I’m pleased that you and Esquire are pleased about the article.*rrr I’ve reread the Xerox of the piece which you sent me and I’m sure your revisions will fit in well. In the draft that I’ve read I only have two or three small items that I’m concerned about and which, as a favor, I wish you’d eliminate in the final version. I think when I was getting deep into my illness I may have mentioned them to you but much of that time is fuzzy to me so at risk of repetition I’ll mention them again. On p. 26 there is my criticism of William Gass which I wish you’d get rid of.*sss I do feel that way but I honestly don’t think there’s any need to alienate a fellow writer in print. Also, I wish you’d tone down my observations about academics. “Creeps” they are—many of them—but that’s too strong a word for me to want to be quoted as calling them. Finally, in the last few paragraphs I’m not too happy about that very ambiguous reference to “skullduggery.” I don’t want to suggest that either of us censor what I might have told you in a perhaps indiscreet moment but I’m not happy with the way that remark stands at the moment.

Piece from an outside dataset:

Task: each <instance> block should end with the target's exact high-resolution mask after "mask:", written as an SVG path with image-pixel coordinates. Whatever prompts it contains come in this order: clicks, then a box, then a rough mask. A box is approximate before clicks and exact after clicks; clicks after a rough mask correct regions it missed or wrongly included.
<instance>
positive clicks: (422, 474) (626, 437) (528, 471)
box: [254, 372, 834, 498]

How goes your work at the moment? Well, I hope. In the next life I’m going to have a Pontiac dealership instead of writing novels. I’ve been reading a lot more recently about the Vietnam war. Bill Broyles’ book on his return to Vietnam (Brothers in Arms) is quite remarkable, I think, as a retrospective document by a combat veteran.*ttt Have you read it? Also, I just finished another good but depressing (pardon the word) chronicle about Vietnam vets, Payback by Joe Klein. I imagine you’ve read it; as a matter of fact, Klein uses a quote from A Rumor of War as an epigraph to one of the book’s sections. I’m trying to get a line on some work dealing with the most badly wounded survivors of the war. Do you know of any such book? There’s an enormous amount already written on the psychological damage (I’ve just read Wounds of War by a psychiatrist, Herbert Hendin) but if you could suggest anything in particular about physical casualties, I’d like to know.*uuu I suspect you can understand my reason for wanting this kind of information, since as I told you a horrible wounded Marine figures centrally in the version—the new version—of my book.